第20話 バイトの先輩と軽口
◆
「花本さん。恋ってしたことあります?」
バイト先のコンビニで、俺はペアを組んでいた花本さんに質問した。
そんな花本さんはジトーッとした目で俺を睨み、深々とため息をついた。
「吉永。君は私が恋をしたこともないガサツな女だって言いたいのかな? ん?」
「いえ、そういう訳では」
カレンという名前だが、本人は結構ガサツな性格だ。
バイトに来る時は基本ジャージ。ハーフなのかクオーターなのか、髪はプラチナブロンド。でもくせっ毛で至る所がくるくるしている。
眠そうな目はいつも通り。その見た目と相まって、初対面では怖がられがちだ。
だけど面倒見がよく、こういう相談にも気軽に乗ってくれる。
が、今回は初手をミスった。今の花本さん、ちょっと不機嫌だぞ。
「私だって恋の一つや二つする。大学生なんだ。パートナーの十人や二十人」
「え」
「うそぴょん」
嘘かい。
花本さんは頭の上に手を上げ、うさ耳っぽく動かす。
「なんだい吉永。恋でもしたかい?」
「恋というか……よくわかんなくて」
「一発ヤっちゃえば?」
「なに言ってんの?」
ついタメ口になってしまった。
でもわかってほしい、この気持ち。本当何言ってんのこの人。
「一発ヤって、相手を思いやる気持ちが残れば恋。そうじゃなきゃ性欲。わかりやすいっしょ」
「あんたに聞いた俺が馬鹿だった……」
「大学生の恋愛と、高校生の恋愛を一緒に考えちゃ駄目。大学生はもっと生々しいから」
「白百合さんは?」
「あの子は希少種。同い歳でお処女様のお姫様ですから」
確かに。
同級生の話を聞く限り、高校二年生で既に経験してる人は結構いる。
俺? 聞くなよ、恥ずかしいな。
「私としては、白百合は吉永とくっ付いてほしいんだよね」
「え、俺?」
「うん。白百合は私の大切な友達だから、下手な男に引っかかって欲しくない。その点、吉永なら安心して任せられるし」
花本は眠そうにあくびをし、「まあ」と話を続けた。
「吉永も恋してるっぽいし、私からとやかく言うことはないか」
「だから、恋じゃないですって」
「なら一発ヤってみろよ。わかるから」
「大学生と高校生を同じにするなって言ったの自分だろ」
「最終的には歳を重ねるんだから、早いか遅いかだって」
清坂さんと同じこと言ってるのに、清坂さんの方が清純に感じる。不思議。
「てか、恋かどうかもわからないって、もしかして吉永……」
「うっ……まあ、色々あって初恋もまだで……」
「なるほどな。だから私に聞いてきたのか」
本当は白百合さんに聞こうと思ったけど、今日は金曜日。帰っても既に飲んだくれしかいない。

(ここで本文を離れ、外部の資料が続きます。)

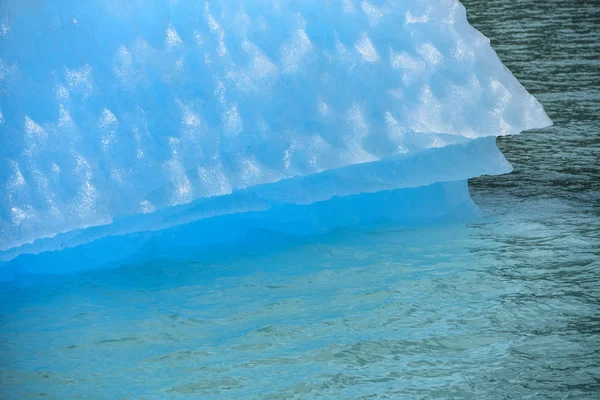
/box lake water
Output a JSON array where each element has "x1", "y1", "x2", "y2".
[{"x1": 0, "y1": 0, "x2": 600, "y2": 399}]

それに酔ってなくても、白百合さんに恋の話は禁句だ。どっちに転んでも面倒くさい。
花本さんは腕を組んで、にししっと笑った。
「それにしても恋かぁ。青春してんじゃん、吉永」
「だから恋じゃ……あー、もういいです。それで、花本さんの初恋っていつなんですか?」
「中学ん時かなぁ。いやぁ、勢いって怖い」
当時何があったのかは聞かないでおこう。
はぁ……花本さんに聞いてもいまいちピンとこないし、どうしたもんかな。
いや、この感情が恋かどうかは本気でわからんけどね。
「もし不安なら、私が卒業させてやろうか?」
「…………」
「童貞だから不安なんでしょ。私で練習しとくか?」
そのガチっぽいトーン、やめてほしい。
うーん……まあ。
「お断りします」
「うん、知ってる」
そう、このやり取りは結構定番だ。
俺と花本さんの関係も結構長い。こういうふざけたやり取りも、ど定番だったりする。
最初はきょどったりしたけど、流石に一年も一緒にいたら慣れますよ。
と、丁度その時お客さんが入って来た。
「「いらっしゃいませー」」
「タバコいいっすか?」
「あ、はいっ」
花本さんとの会話を切り上げ、仕事に戻る。
──そのせいで、花本さんの次の言葉は俺には聞こえなかった。